Outro exemplo notável foi a Guerra entre Israel e Hezbollah (2006), na qual o Hezbollah, uma organização não estatal, utilizou células descentralizadas, compostas por guerrilhas e tropas equipadas com armamento sofisticado, geralmente acessível apenas a Estados soberanos. Além disso, o grupo empregou táticas de comunicação de massa, disseminando imagens e vídeos com forte impacto emocional. Apesar da vitória militar de Israel, a perceção pública internacional tendeu a favorecer o Hezbollah, evidenciando o sucesso da sua estratégia de influência mediática.

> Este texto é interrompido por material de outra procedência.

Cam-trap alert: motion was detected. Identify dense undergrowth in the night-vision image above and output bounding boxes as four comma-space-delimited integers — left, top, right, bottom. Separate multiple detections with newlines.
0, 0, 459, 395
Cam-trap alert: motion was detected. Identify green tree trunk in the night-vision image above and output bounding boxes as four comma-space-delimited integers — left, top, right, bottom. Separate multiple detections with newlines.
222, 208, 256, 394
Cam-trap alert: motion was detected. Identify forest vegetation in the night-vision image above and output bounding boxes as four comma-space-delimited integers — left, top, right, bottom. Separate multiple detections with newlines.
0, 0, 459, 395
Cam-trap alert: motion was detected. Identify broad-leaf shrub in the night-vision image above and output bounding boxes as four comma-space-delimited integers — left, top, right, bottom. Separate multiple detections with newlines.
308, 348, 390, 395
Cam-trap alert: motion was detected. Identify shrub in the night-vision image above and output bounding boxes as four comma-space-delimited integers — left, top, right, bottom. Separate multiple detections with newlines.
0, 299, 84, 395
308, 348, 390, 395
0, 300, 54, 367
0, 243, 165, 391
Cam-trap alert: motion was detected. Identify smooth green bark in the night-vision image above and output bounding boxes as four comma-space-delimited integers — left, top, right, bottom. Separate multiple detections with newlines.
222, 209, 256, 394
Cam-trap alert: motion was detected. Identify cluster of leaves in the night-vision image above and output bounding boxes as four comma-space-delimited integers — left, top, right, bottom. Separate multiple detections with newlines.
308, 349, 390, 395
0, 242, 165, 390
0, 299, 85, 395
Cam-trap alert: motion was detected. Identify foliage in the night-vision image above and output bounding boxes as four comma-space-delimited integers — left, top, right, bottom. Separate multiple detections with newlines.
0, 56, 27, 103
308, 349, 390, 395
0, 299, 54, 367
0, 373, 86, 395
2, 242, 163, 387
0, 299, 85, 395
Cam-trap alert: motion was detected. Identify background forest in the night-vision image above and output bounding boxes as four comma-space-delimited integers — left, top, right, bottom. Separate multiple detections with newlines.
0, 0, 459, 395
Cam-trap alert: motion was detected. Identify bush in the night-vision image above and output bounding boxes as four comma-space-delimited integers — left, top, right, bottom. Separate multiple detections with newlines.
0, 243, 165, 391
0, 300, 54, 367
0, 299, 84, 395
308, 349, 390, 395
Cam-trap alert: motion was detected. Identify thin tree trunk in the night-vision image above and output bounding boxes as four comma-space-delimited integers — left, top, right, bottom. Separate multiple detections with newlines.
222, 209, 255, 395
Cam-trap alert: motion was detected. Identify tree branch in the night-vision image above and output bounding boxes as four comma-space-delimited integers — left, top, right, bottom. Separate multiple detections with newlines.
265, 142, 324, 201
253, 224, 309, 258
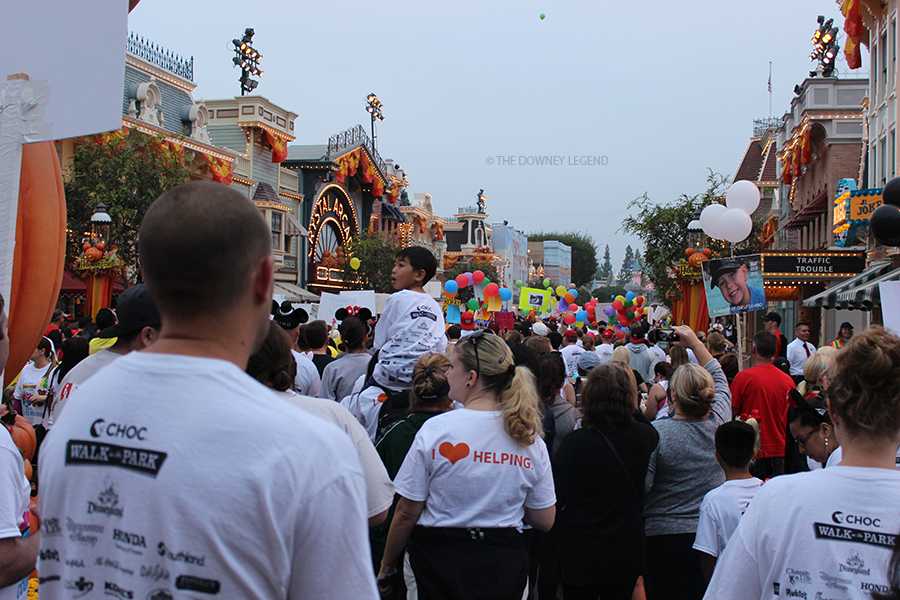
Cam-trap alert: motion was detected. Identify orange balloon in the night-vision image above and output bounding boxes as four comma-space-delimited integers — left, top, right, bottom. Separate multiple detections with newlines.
4, 142, 66, 385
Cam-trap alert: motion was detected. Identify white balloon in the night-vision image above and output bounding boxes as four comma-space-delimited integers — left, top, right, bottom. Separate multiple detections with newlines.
718, 208, 753, 244
725, 179, 759, 215
700, 202, 728, 240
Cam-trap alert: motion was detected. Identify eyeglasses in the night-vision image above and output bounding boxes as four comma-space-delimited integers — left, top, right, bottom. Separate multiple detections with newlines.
465, 329, 494, 375
794, 429, 818, 448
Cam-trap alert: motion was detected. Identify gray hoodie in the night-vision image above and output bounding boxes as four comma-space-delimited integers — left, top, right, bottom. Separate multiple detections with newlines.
625, 342, 656, 383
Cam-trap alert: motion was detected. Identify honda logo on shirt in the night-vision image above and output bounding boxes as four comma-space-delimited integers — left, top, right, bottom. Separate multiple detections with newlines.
91, 419, 147, 441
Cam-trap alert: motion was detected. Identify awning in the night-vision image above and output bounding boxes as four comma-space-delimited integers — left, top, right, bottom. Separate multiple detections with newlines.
273, 281, 319, 302
803, 261, 900, 310
284, 212, 306, 236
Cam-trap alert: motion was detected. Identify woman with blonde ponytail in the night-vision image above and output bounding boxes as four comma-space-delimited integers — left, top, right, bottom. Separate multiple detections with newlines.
378, 331, 556, 600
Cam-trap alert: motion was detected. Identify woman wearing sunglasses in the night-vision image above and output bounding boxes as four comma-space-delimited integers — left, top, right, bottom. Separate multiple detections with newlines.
378, 331, 556, 600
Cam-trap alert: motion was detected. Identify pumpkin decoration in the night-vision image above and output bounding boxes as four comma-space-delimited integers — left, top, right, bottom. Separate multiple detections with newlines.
5, 142, 66, 384
0, 410, 37, 460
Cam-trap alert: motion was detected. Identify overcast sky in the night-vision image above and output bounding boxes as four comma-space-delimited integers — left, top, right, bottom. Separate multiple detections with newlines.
129, 0, 865, 269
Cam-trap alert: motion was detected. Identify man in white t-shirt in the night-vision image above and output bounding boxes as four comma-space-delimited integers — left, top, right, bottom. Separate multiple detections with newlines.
559, 329, 584, 380
694, 421, 763, 581
47, 283, 160, 429
0, 296, 41, 600
373, 246, 447, 390
38, 182, 378, 600
787, 321, 816, 383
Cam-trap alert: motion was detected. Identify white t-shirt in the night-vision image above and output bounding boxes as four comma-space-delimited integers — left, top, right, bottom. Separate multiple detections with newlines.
341, 385, 387, 441
394, 408, 556, 528
319, 352, 372, 402
694, 477, 762, 556
787, 338, 816, 376
373, 290, 447, 390
13, 361, 53, 425
291, 350, 322, 397
594, 344, 614, 365
276, 391, 394, 517
48, 350, 123, 426
705, 466, 900, 600
38, 352, 378, 600
559, 344, 584, 378
0, 426, 31, 600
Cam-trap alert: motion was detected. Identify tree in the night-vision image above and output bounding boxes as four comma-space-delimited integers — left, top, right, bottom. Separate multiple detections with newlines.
528, 233, 597, 286
622, 170, 726, 303
344, 235, 400, 294
65, 129, 196, 279
616, 246, 634, 285
596, 244, 613, 285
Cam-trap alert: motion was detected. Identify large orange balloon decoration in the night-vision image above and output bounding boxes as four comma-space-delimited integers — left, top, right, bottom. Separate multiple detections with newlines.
4, 142, 66, 383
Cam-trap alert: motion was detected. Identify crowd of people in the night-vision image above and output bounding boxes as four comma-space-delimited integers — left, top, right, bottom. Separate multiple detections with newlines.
0, 182, 900, 600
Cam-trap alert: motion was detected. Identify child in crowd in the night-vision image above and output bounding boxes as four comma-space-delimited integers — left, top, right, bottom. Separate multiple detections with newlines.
694, 419, 763, 582
347, 246, 447, 440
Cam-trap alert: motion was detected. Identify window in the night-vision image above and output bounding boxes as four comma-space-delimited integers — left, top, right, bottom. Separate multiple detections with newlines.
271, 211, 282, 250
891, 129, 897, 177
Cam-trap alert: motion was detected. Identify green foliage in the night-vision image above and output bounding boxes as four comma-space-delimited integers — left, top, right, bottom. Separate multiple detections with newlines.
528, 232, 597, 286
624, 170, 726, 303
344, 235, 400, 294
65, 132, 195, 278
616, 245, 634, 285
595, 244, 613, 284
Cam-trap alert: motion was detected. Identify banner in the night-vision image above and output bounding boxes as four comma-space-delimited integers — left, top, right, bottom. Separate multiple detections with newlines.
519, 288, 550, 314
703, 254, 766, 317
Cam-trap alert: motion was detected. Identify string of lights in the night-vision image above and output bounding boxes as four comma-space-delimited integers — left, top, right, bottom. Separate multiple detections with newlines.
231, 27, 262, 96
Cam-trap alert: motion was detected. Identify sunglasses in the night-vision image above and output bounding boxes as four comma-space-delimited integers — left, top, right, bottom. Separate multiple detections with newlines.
465, 329, 494, 375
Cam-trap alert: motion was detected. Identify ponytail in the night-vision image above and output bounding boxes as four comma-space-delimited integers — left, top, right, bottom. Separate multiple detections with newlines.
500, 367, 544, 446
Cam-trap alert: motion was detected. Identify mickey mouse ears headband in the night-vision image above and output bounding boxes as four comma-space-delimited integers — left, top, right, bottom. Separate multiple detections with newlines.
334, 306, 372, 323
272, 300, 309, 329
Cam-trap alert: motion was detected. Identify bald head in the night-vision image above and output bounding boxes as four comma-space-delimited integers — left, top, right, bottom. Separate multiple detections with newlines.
138, 181, 271, 321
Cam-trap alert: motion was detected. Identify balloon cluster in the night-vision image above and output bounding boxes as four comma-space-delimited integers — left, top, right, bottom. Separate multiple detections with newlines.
444, 270, 513, 310
604, 292, 649, 335
869, 177, 900, 246
700, 179, 759, 244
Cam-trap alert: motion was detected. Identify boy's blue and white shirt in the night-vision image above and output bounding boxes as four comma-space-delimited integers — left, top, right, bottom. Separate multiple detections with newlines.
373, 290, 447, 390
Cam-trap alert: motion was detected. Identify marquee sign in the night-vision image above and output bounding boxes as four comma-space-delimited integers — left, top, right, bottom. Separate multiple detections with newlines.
762, 251, 866, 285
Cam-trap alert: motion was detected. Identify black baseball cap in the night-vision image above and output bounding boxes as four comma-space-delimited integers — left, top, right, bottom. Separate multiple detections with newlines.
709, 258, 744, 289
97, 283, 162, 338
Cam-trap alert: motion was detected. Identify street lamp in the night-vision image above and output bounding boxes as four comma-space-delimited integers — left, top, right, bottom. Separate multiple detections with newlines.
91, 202, 112, 244
366, 92, 384, 153
231, 27, 262, 96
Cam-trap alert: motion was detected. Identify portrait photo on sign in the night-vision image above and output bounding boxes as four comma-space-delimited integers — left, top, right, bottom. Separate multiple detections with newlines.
703, 254, 766, 317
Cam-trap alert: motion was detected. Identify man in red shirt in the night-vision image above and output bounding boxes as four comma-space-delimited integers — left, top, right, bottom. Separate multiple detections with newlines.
731, 331, 794, 479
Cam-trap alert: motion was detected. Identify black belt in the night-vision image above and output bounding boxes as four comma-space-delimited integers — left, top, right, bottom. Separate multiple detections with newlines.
413, 525, 525, 542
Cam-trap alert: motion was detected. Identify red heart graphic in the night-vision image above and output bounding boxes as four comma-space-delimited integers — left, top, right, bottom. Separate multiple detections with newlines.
438, 442, 469, 464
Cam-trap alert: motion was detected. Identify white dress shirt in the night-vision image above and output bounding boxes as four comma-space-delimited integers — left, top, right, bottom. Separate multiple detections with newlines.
787, 338, 816, 377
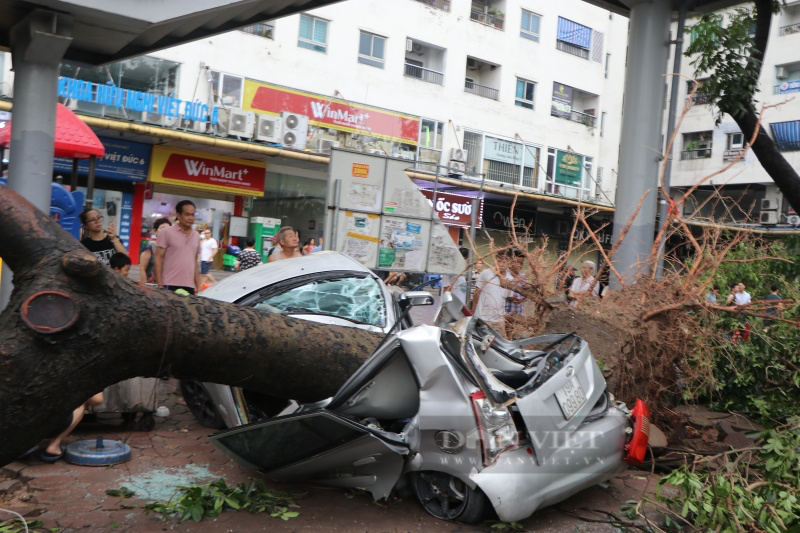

Num desenvolvimento mais recente, no contexto da guerra entre Israel e Hamas, Israel executou um ataque cibernético e físico contra o Hezbollah, que havia demonstrado apoio militar ao Hamas. O ataque consistiu na infiltração de explosivos em pagers, dispositivos amplamente utilizados para comunicação interna do grupo, resultando na neutralização de vários membros de alto escalão. Este episódio demonstra como a tecnologia pode ser utilizada como arma em conflitos assimétricos, ampliando o leque de estratégias disponíveis.
Por fim, a Guerra Russo-Ucraniana (a partir de 2014) representa, provavelmente, o exemplo mais discutido e complexo de guerra híbrida. A Rússia combinou operações militares convencionais com ciberataques, campanhas de desinformação, apoio a grupos separatistas e manipulação política. Estas táticas têm sido fundamentais na sua estratégia, revelando-se extremamente eficazes tanto no campo de batalha como no domínio da influência global.